Betfair political betting market reactions to announcement of 2013 Australian Election dateJanuary 31st, 2013 / lee
Online betting exchange Betfair have been quick to jump on the news of Australian Prime Minister Julia Gillard calling the election date. September 14th, 2013 will see Australia go to the polls again, and the early announcement of the date has split political decision. Has she shown her hand far too early with a good eight months still to go, or has it been a smart move to try and catch the opposition off guard? What lies ahead now for everyone is one marathon election campaign.
Gillard has been aggressive in putting an end to the speculation of when an election may be held, by stamping the date. This will be the first federal September poll since 1946 in Australia. As head of the Labor party, who believe that there is a lot more to gain from a very long election campaign. Labor have said that it will give them time to engage in a “cool and reasoned deliberation” over the campaign strategy. Still, Gillard’s announcement has apparently been done without senior Labor members even knowing about it.
But on the other hand, the Opposition, a coalition party led by Tony Abbott, will have a change to strategize as well, and not be caught scrambling, had Gillard announced the election closer to the actual date. In fact, the Coalition doesn’t seem to be in any hurry about launching the backbone of its election campaign, perhaps waiting to see what happens in the Budget in May and form some kind of reaction to that.

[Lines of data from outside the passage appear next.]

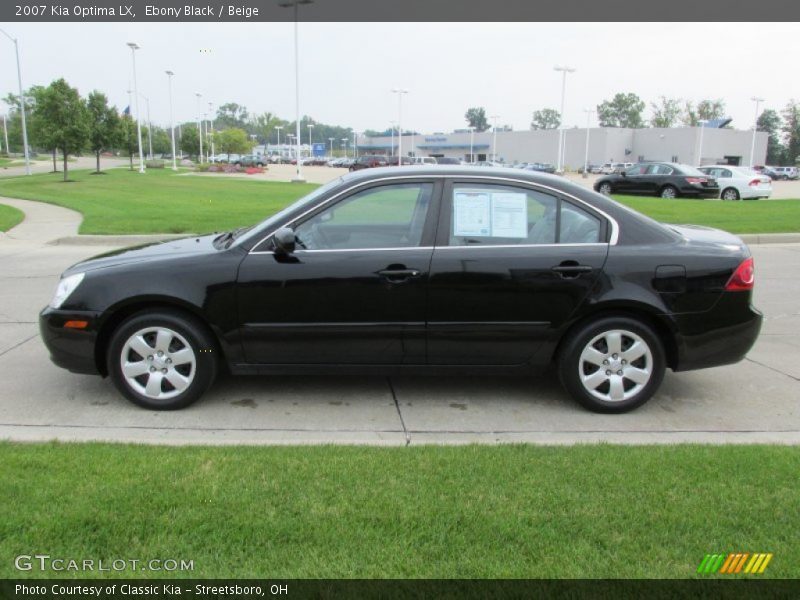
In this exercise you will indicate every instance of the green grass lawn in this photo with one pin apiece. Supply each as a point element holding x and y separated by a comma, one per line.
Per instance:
<point>9,217</point>
<point>429,511</point>
<point>747,216</point>
<point>123,201</point>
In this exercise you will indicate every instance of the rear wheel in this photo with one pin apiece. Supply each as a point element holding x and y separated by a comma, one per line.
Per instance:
<point>730,194</point>
<point>162,360</point>
<point>668,191</point>
<point>612,365</point>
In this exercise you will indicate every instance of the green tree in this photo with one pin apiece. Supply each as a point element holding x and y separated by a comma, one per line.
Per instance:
<point>126,136</point>
<point>770,122</point>
<point>232,141</point>
<point>103,124</point>
<point>791,129</point>
<point>623,110</point>
<point>666,112</point>
<point>231,115</point>
<point>68,118</point>
<point>547,118</point>
<point>706,110</point>
<point>476,117</point>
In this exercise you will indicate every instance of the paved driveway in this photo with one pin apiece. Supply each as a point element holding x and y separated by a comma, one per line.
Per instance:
<point>757,400</point>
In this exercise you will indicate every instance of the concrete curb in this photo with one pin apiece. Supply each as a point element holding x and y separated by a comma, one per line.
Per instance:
<point>116,240</point>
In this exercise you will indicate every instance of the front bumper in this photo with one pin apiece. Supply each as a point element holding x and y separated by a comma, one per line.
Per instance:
<point>71,349</point>
<point>721,336</point>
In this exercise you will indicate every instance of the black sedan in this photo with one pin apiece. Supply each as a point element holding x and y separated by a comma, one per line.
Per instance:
<point>667,180</point>
<point>424,269</point>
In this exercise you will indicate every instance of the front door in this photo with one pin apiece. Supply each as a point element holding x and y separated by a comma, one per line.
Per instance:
<point>353,292</point>
<point>511,264</point>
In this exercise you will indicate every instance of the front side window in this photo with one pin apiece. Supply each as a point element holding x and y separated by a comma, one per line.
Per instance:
<point>388,216</point>
<point>503,215</point>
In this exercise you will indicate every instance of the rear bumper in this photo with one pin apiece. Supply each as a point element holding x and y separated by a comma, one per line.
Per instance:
<point>71,349</point>
<point>721,336</point>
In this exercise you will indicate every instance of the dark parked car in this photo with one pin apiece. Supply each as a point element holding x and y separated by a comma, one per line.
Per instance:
<point>478,270</point>
<point>368,162</point>
<point>667,180</point>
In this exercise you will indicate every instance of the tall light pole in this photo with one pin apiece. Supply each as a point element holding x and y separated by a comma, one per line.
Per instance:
<point>199,124</point>
<point>294,4</point>
<point>494,140</point>
<point>171,124</point>
<point>400,92</point>
<point>211,133</point>
<point>22,108</point>
<point>702,123</point>
<point>149,129</point>
<point>564,71</point>
<point>758,101</point>
<point>134,47</point>
<point>588,112</point>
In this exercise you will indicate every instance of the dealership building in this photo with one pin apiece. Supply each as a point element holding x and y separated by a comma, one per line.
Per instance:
<point>712,144</point>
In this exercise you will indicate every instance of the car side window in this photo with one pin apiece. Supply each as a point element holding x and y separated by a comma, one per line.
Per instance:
<point>387,216</point>
<point>493,215</point>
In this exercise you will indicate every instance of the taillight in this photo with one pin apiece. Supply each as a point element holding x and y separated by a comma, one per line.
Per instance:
<point>742,278</point>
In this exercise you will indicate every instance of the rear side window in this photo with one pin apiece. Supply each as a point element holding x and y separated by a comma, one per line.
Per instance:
<point>495,215</point>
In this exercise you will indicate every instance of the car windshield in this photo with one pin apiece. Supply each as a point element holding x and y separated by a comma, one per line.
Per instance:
<point>269,222</point>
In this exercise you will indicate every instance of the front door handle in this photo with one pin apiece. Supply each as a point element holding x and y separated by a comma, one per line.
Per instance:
<point>398,275</point>
<point>570,268</point>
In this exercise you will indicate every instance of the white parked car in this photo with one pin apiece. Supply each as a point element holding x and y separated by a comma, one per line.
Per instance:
<point>739,183</point>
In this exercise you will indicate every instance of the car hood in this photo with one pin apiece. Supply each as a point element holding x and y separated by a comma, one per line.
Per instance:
<point>152,252</point>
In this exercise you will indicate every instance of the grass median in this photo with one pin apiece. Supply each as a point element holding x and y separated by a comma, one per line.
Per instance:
<point>9,217</point>
<point>125,202</point>
<point>430,511</point>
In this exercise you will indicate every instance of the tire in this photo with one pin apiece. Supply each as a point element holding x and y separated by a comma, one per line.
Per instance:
<point>187,358</point>
<point>730,194</point>
<point>669,192</point>
<point>594,383</point>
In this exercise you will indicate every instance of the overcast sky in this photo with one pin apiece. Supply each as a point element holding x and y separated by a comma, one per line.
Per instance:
<point>348,69</point>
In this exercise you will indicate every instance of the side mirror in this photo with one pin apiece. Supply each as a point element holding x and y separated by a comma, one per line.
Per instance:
<point>285,240</point>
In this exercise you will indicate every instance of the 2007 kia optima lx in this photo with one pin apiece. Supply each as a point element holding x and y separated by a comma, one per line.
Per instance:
<point>432,269</point>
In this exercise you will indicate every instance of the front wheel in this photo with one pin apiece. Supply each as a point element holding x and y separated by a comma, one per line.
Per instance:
<point>162,360</point>
<point>612,365</point>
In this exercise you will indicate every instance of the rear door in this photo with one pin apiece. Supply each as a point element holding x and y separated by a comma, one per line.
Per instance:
<point>512,263</point>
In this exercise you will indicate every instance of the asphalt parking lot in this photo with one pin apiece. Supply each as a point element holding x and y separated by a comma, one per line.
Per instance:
<point>754,401</point>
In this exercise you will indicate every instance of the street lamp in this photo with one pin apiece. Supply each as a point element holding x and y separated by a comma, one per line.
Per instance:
<point>294,4</point>
<point>758,101</point>
<point>588,112</point>
<point>199,125</point>
<point>171,124</point>
<point>399,92</point>
<point>211,134</point>
<point>134,47</point>
<point>22,109</point>
<point>702,123</point>
<point>564,71</point>
<point>494,141</point>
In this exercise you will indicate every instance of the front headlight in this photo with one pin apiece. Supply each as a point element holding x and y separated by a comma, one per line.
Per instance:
<point>65,287</point>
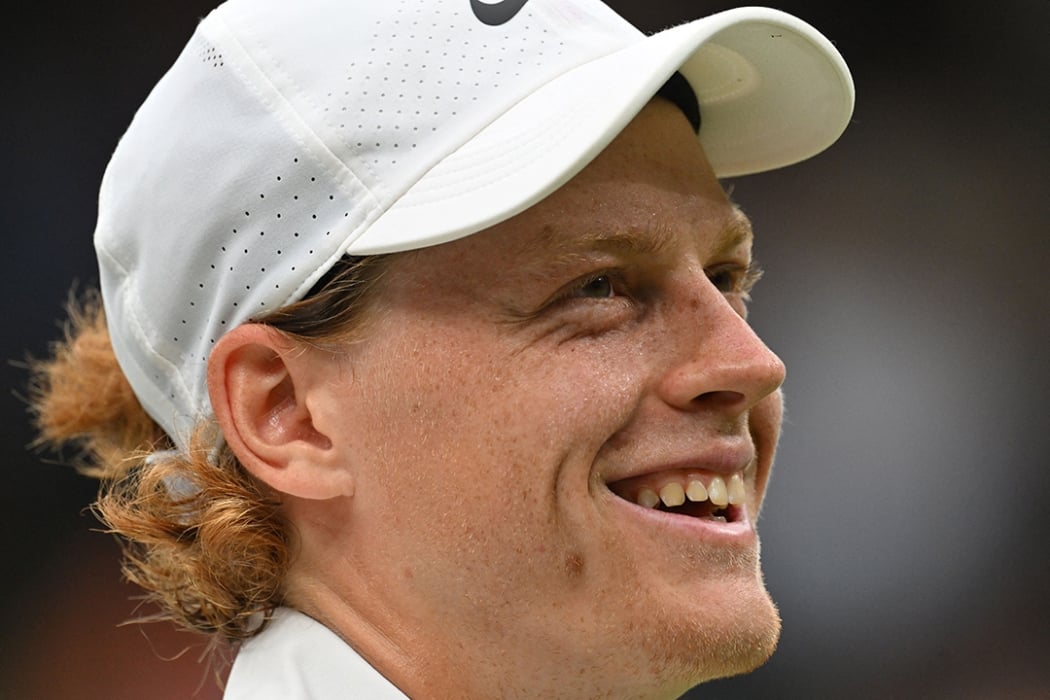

Prime Minister Gillard hasn’t revealed any of her plans yet really, nothing to do with the big spending cuts she has in mind to help pay for education and disability. Again, the key day will be the May 14th budget for her. In a reaction to the Australian election date, betting exchange Betfair have installed the incumbent Labor party as 4.2 outsiders to remain in power in September. The Coalition has been drawn in as firm favourites at a quote of 1.27 in Australian Election betting.
In November last year, Labor was as low as 3.0 and the Coalition out to 1.50, but on the current odds of 4.20 for Labor and 1.27 for the Coalition, there is a 23% chance that Labour won’t be back in power, instead handing a massive 77% chance of a change of government.